Says Barrett, “Even as the Court acknowledged significant limits to its own authority over the situation, it went on, in unusually clear terms, to advise the Governor’s Parole Board, and I quote, to ‘use every effort to expedite the several stages of this process as far as reasonably possible so as to reduce the over-all number of incarcerated inmates as quickly as possible.’ We agree with the Court, and we want the Governor to act.”
The legislators acknowledge the logistical and health challenges involved with screening inmates for release. “But, like the Justices,” they write, “we believe your Parole Board, your Department of Corrections, and the county Sheriffs of the Commonwealth can and must move faster.”
The legislators add, “As a follow-up to the Court’s action, the Special Master’s Weekly Report of April 21 is revealing, and we are concerned. Neither the Department of Corrections nor the County Sheriffs provide the Master facility-specific numbers on weekly releases pre-pandemic. Without baselines to facilitate comparisons, we cannot know whether the authorities are heeding the Court’s admonition to expedite releases. Please use the power of your office to obtain the necessary information.”
The County Sheriffs report to the Special Master that, as of April 21, 97 inmates and 86 staff within their institutions have tested positive. The Department of Corrections tells the Special Master that 117 inmates and 71 staff have tested positive.
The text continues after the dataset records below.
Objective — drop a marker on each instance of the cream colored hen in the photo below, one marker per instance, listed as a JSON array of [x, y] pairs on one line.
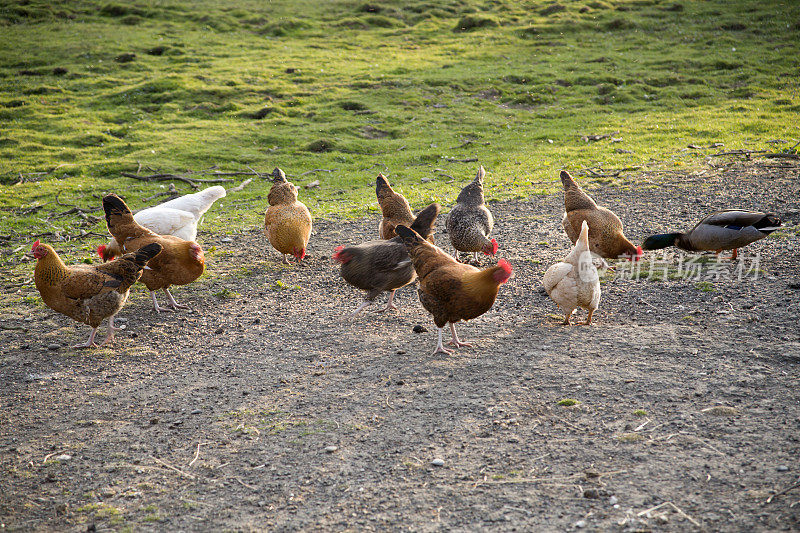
[[574, 282]]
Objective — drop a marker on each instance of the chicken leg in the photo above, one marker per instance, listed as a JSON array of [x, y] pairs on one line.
[[172, 303], [111, 329], [389, 304], [440, 347], [455, 341]]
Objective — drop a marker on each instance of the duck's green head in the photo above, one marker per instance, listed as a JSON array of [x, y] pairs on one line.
[[656, 242]]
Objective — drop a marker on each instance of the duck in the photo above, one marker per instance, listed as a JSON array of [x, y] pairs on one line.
[[606, 236], [729, 229]]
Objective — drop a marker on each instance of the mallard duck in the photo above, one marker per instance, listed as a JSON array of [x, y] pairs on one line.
[[724, 230], [470, 222], [606, 237], [574, 282]]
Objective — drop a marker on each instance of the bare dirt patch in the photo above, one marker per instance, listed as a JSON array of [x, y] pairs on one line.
[[267, 407]]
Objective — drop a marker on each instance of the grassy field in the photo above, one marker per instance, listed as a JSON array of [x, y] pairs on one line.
[[92, 89]]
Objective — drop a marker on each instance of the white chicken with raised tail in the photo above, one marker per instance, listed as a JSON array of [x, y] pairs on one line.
[[178, 217], [574, 282]]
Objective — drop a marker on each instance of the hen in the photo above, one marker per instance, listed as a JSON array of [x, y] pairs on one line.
[[287, 222], [724, 230], [383, 265], [89, 293], [574, 282], [178, 217], [449, 290], [181, 262], [606, 238], [394, 207], [470, 222]]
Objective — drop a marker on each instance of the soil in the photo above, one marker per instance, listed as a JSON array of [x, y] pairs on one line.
[[267, 407]]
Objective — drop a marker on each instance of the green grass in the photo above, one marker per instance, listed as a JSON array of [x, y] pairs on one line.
[[359, 88]]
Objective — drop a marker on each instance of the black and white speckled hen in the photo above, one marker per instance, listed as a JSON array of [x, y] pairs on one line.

Five DOC inmates have died.
“We are mindful of the horrendous situation in Chicago,” the legislators continue. “The city’s Cook County Jail has emerged as one of the largest known sources of infection in the nation. This has ominous implications for Massachusetts, where 70% of the prisoners in Mass. DOC facilities eat and sleep within 6 feet of one another.”
Among specific actions recommended by the legislators, they ask Baker to instruct the Parole Board to shorten the processing time involved in releasing inmates already granted parole, to expedite hearings on other inmates who are eligible for parole, and to expedite the release of inmates in county houses of correction who are within 60 days of competing their minimum sentences.
“Whatever their original offenses, and whatever their original sentences, inmates throughout the Commonwealth are now in danger of suffering the ultimate penalty,” the letter concludes. “The correctional officers with whom they come into contact run the same drastic risk. For the sake of both communities, we respectfully ask that you take the steps we enumerate in this letter.”